Liquid water is converted into a gas when water molecules evaporate under the influence of energy from a heat resource, such as the Sun or a fire. The water is converted into water vapour i.e., the state changes from that of a liquid to a gas. In this process of conversion from liquid to gas, the water molecules take up the heat to form water vapour; when the water vapour cools down, it again turns back into the water.

The air can only hold to a certain amount of water vapour, depending on the warmth and heaviness of the air in a particular area. The higher the temperature, the more water vapour the air can hold on to. When the air holds the maximum amount of water vapour it is capable of holding, under the given atmospheric conditions, it is said to be saturated.

What if air saturated with water vapour cools down or the atmospheric pressure falls?

Beyond a certain upper limit, air can no longer hold water vapour and just find a way to release it.  The extra amount is converted from a gas into a liquid or ice.
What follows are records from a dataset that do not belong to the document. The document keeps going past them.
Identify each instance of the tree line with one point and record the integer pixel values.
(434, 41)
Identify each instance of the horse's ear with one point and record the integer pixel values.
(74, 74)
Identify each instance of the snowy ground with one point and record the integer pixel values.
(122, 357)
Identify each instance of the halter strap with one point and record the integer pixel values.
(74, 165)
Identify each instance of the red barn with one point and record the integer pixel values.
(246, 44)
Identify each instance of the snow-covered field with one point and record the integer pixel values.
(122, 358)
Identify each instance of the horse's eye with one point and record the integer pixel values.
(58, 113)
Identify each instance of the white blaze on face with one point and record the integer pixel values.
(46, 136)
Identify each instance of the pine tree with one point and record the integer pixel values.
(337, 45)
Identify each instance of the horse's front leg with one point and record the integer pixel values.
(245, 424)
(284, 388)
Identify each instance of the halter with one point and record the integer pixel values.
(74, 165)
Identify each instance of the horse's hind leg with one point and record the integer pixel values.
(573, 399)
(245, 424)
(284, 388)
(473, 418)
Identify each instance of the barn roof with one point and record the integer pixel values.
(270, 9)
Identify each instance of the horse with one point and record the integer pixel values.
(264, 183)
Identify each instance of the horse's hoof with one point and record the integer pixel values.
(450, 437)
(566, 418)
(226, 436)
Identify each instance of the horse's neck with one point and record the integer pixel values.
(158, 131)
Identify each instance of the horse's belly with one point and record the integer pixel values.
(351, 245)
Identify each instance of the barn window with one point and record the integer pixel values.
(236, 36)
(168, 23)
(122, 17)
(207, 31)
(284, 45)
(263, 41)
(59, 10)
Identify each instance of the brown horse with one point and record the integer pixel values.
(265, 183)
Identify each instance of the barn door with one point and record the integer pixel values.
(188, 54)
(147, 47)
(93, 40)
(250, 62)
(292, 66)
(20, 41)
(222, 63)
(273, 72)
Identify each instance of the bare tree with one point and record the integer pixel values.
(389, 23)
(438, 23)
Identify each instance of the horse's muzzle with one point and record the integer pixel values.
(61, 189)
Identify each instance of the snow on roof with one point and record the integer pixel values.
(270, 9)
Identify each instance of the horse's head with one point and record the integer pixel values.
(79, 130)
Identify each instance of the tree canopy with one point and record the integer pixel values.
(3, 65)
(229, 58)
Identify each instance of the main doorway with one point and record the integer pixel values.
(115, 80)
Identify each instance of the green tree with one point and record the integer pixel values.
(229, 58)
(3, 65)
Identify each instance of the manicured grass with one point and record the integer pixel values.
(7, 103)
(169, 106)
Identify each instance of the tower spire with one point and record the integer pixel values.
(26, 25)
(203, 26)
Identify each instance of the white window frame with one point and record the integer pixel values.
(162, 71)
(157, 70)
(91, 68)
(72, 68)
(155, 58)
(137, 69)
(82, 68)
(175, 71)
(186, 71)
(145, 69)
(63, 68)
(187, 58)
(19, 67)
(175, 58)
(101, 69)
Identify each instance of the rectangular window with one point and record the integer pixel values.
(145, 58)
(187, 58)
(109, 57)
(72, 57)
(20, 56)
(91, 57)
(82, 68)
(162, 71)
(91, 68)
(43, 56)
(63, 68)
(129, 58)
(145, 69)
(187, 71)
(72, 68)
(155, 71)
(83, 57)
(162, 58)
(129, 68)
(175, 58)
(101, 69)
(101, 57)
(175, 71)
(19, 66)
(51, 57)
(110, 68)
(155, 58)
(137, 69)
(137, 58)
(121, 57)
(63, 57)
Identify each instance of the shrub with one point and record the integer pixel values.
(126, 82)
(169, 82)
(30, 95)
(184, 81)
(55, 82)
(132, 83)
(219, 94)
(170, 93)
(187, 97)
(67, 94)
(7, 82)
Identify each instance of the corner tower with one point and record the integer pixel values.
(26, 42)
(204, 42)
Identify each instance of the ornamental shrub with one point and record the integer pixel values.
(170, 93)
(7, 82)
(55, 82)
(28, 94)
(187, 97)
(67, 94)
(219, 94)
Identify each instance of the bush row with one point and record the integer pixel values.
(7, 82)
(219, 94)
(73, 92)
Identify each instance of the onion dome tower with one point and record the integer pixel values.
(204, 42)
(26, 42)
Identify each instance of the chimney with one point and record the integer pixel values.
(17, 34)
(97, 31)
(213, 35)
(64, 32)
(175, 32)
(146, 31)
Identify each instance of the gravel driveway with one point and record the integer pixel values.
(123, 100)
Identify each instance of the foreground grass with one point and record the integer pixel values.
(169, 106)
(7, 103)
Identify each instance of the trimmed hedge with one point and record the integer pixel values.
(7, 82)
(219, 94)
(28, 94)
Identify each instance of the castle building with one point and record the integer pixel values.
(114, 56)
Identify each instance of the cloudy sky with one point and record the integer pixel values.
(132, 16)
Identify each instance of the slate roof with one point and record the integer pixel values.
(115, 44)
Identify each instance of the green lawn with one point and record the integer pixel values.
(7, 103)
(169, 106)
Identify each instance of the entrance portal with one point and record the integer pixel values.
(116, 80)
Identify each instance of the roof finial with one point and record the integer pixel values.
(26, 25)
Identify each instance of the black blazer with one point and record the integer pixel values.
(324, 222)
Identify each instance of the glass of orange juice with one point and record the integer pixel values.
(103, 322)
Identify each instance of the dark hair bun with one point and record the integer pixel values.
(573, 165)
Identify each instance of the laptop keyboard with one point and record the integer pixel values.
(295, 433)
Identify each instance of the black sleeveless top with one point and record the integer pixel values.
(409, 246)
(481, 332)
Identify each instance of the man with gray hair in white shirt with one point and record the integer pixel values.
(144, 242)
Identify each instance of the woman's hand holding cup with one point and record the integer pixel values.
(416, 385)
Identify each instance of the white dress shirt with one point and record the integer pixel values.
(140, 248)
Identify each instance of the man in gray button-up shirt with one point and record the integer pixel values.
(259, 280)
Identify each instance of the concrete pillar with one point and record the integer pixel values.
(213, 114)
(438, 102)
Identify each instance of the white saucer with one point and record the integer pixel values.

The formation of water from a gas to a liquid is known as condensation, and when gas is directly converted into a solid, it is known as deposition. These processes together result in the formation of clouds.

How does condensation occur?

When the water vapour comes in contact with airborne particles such as dust, salt crystals, bacteria, fungi, ash, etc. floating about in the air, the molecules have a surface on which they can undergo condensation. During this process, the water vapour can be either converted into water droplets or into ice crystals.

The build-up of such droplets is actually a cloud.

When a cloud becomes heavy with a large number of water droplets/ice crystals and it can no longer hold on to it, rainfall/snowfall occurs.

Now, it is a common misconception that clouds are only formed high up in the skies. In fact, under the right conditions, cloud formation occurs close to the ground and then it is called fog.

This is the basic concept behind the formation of a cloud. However, it is important to note that clouds are very complex and are in fact one of the trickiest aspects of climate science. Clouds should not be taken lightly!